XML: Language for Specifications

Extensibility, verboseness, strong syntax and structure checking make XML a good candidate to design new markup languages as discussed previously. Authority and regulations are needed to control and simplify uses of a vast number of different languages. The WWW Consortium serves as the governing body on standardization of XML languages as specifications.

XML specifications are markup languages with unique namespaces and language elements whose semantics and syntaxes are well defined. Such clarifications provide the basis for world-wide compatibility and acceptance that would allow XML data modeling last many years. Applications that claim to be compliant with any number of XML specifications are expected to process and produce XML documents according to the same specifications.

XML syntax is defined by the XML specification [112]. How an XML document must start; how elements and attributes can be named; what the document delimiters and special characters are, all are defined in the specification.
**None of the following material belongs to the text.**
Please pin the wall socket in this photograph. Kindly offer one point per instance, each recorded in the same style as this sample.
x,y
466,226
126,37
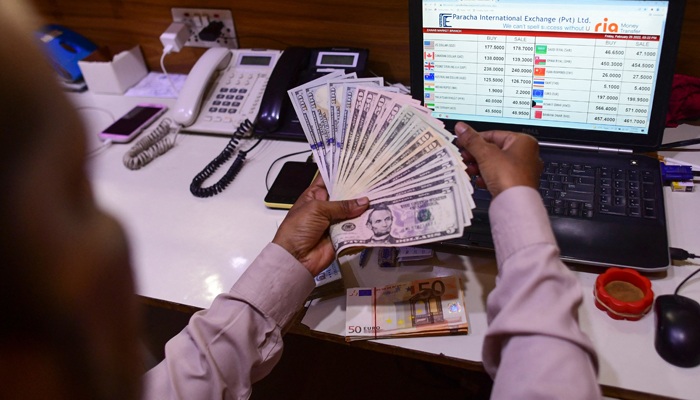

Developers are left to decide on the document structure.

There are two most common approaches to define XML language specifications: Document Type Definitions (DTD) [55] and schema-based definition languages, i.e., the XML Schema [116], SOX [33], and RELAX NG [109]. DTDs are a subset of SGML. They have a very simple structure and are easy to create and modify. However, DTDs provide neither primitive data types, i.e. integers and float numbers, nor extensibility for new types. DTDs are being deprecated in favor of schemas. Schemas not only solve some of the problems of DTDs but also go far beyond.

The XML Schema specification is an example to schema-based definition languages. Although the specification is more complex to learn and develop languages in than DTDs, one can model object-oriented design (OOD) patterns to a certain degree. Features like object classes and instances, inheritance, encapsulation, polymorphism, modularity, and class abstractions are supported. Since the specification was not intended to be a model language for OOD, there are efforts to map the Unified Modeling Language (UML), a modeling language commonly used in OOD, to XML Schema [99, 19, 66, 29] to simplify uses of legacy designs with new technologies.